Playing With Conductive Paint

I was excited to play with this conductive paint today:

The paint was thicker than I expected, almost like peanut butter (not that you should eat it), and a good amount was stuck to the inside of the cap.  Since it’s water-based, you could add water to thin it.  However, I just used it straight out of the jar, along with the smallest paintbrush I could find.

I had read that you can vary the resistance by changing the width and length of the painted area.  I found this to be true.  Below are various painted shapes and their resistances, measured with a standard multimeter.  Also, the resistance decreases as the paint dries.  These were measured after they were dry to the touch, about a 20-minute wait.

So what can we do with this paint?


I drew the shape in black Sharpie first, then painted over it.   The thicker lines in the photo are conductive paint.  You can paint directly on the LED leads.  Once dry, the paint both holds the LED in place and forms an electrical connection.  For added strength, I first poked holes in the paper with a straight pin and inserted the LED leads through them, taping the leads down with masking tape on the other side.

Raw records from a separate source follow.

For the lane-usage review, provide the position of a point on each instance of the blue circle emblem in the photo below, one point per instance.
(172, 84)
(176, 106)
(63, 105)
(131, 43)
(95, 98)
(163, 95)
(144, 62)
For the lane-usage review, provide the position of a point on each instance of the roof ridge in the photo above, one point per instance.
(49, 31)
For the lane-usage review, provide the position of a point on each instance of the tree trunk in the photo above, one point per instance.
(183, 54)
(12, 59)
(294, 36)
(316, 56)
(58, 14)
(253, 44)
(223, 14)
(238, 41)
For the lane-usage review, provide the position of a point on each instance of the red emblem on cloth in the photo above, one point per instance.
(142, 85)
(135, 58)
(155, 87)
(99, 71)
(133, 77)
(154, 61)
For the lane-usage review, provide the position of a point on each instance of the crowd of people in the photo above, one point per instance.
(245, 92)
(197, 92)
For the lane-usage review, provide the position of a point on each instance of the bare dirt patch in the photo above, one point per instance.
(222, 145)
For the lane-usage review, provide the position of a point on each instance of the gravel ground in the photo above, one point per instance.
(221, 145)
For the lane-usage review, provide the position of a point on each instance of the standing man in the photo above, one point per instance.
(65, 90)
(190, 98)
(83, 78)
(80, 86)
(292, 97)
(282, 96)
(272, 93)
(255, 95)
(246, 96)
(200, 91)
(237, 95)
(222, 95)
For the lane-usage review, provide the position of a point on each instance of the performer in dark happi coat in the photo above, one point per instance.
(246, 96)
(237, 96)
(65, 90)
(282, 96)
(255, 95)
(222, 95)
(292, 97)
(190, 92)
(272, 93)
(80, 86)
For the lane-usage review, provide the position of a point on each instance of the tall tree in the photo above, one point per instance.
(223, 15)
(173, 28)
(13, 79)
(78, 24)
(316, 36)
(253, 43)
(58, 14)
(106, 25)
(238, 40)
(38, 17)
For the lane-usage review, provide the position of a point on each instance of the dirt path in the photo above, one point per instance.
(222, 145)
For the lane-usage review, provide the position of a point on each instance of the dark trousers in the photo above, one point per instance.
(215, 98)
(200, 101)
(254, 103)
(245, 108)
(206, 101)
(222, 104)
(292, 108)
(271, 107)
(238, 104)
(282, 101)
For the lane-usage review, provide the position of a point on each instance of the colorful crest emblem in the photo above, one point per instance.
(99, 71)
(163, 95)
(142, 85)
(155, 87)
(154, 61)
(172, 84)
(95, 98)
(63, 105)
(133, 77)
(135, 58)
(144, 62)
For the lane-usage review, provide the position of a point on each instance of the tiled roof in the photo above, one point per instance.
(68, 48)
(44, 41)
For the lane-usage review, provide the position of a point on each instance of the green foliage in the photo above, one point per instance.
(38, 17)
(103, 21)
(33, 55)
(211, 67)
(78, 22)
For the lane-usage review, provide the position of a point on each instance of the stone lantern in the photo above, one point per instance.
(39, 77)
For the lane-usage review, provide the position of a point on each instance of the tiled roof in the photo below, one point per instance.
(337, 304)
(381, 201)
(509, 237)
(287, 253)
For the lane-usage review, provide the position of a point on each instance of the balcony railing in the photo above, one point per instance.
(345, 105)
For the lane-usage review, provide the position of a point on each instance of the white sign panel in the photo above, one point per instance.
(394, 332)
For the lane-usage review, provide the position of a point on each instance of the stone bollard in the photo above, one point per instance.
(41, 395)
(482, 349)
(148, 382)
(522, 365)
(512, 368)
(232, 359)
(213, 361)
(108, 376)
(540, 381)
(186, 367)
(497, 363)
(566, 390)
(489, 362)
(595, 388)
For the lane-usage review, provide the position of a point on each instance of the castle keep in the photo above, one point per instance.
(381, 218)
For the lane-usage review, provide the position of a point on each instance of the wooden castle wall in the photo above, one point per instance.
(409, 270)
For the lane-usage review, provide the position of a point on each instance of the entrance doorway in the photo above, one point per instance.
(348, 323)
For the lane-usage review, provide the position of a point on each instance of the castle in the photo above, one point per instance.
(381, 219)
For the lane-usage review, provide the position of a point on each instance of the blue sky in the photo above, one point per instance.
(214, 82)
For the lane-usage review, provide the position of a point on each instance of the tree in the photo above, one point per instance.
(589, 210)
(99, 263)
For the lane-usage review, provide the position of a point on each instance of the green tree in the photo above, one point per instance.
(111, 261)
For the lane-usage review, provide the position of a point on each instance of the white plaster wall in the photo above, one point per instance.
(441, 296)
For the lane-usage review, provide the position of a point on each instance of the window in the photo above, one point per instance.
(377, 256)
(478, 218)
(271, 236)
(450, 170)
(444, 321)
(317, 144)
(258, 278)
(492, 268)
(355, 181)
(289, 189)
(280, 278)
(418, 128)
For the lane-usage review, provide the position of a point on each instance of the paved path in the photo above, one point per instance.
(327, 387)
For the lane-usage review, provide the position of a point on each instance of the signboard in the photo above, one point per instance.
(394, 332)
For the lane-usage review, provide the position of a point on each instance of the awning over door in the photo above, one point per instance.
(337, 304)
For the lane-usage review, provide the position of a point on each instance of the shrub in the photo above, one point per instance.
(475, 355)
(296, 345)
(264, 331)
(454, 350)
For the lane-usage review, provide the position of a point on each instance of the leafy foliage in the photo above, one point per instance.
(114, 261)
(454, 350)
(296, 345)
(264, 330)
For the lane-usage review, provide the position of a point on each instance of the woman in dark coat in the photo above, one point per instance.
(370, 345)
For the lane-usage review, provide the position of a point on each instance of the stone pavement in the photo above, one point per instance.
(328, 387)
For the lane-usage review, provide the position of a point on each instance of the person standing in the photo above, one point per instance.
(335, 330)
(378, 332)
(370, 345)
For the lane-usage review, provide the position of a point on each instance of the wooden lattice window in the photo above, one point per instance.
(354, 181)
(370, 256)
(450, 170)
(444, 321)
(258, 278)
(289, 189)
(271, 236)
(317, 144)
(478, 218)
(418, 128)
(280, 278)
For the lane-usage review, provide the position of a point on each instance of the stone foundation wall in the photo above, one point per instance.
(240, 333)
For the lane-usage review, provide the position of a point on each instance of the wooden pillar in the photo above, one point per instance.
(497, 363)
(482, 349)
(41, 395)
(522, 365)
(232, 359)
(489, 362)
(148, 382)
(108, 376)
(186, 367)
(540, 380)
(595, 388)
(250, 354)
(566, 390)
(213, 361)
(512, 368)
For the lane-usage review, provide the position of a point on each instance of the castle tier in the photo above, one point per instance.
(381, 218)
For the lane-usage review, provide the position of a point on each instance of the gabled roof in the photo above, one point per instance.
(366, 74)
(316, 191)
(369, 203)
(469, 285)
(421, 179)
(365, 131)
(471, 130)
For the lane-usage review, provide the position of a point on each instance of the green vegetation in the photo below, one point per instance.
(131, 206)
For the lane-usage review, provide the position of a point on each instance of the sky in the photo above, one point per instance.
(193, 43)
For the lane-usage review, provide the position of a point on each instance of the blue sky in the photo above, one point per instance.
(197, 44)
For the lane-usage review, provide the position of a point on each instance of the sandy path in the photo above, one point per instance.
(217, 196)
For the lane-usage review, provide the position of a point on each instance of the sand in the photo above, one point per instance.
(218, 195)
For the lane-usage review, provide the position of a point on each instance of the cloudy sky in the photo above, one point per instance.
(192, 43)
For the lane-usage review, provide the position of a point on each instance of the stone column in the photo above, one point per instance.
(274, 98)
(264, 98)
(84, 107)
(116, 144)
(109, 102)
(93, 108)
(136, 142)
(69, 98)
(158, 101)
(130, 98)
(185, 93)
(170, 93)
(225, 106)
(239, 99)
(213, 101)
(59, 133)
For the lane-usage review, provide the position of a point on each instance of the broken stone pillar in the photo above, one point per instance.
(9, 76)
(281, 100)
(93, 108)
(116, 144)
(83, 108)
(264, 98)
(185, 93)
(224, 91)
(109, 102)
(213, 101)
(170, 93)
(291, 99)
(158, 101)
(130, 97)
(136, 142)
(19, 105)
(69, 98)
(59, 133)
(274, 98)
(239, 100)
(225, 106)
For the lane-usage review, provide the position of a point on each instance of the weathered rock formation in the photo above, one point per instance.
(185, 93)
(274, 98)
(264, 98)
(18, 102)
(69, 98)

You can see a makeshift switch in the bottom left.  A strip of aluminum foil touches the paint that connects to the negative LED lead.  Underneath the foil (but not touching it) is a coin cell battery, which touches the paint connected to the positive LED lead.  When you press down on the foil, the LED lights up.  Everything is held together with masking tape.

The finished card:  (Happy Valentine’s Day)

Some tips if you try this:

  1. Test that the battery and LED work before attaching them.
  2. When inserting the LED, don’t place the dome flush with the paper; be sure to leave space to paint the leads.
  3. Remember to leave a gap in the paint where the LED and battery are to sit.  The paint is essentially a wire, and you don’t want to create a short circuit.


With a simple Arduino circuit, you can create a capacitive sensor that responds when your hand comes close to it.  The resistor value in the circuit determines how sensitive the reading is – whether it requires you to touch it or if it can operate at a distance.  Here we have connected a 1MOhm resistor between digital pins 2 and 4 on an Arduino Uno.  There is a wire connecting pin 2 to the painted area; the stripped wire end is just lying on top of the dry paint.  This sensor started to respond when my finger was 1-2 inches above the paint, and the returned value increased as my finger got closer to it.

Here is a video tutorial from the paint manufacturer.

Here is an explanation of capacitive sensing, along with the downloadable Arduino library.  We used the example code in the library for our sensor, with one slight modification: the code actually supports three sensor inputs, and it seemed to respond more reliably after we commented out the two we weren’t using.

Thanks to my pal Max for his help on this project!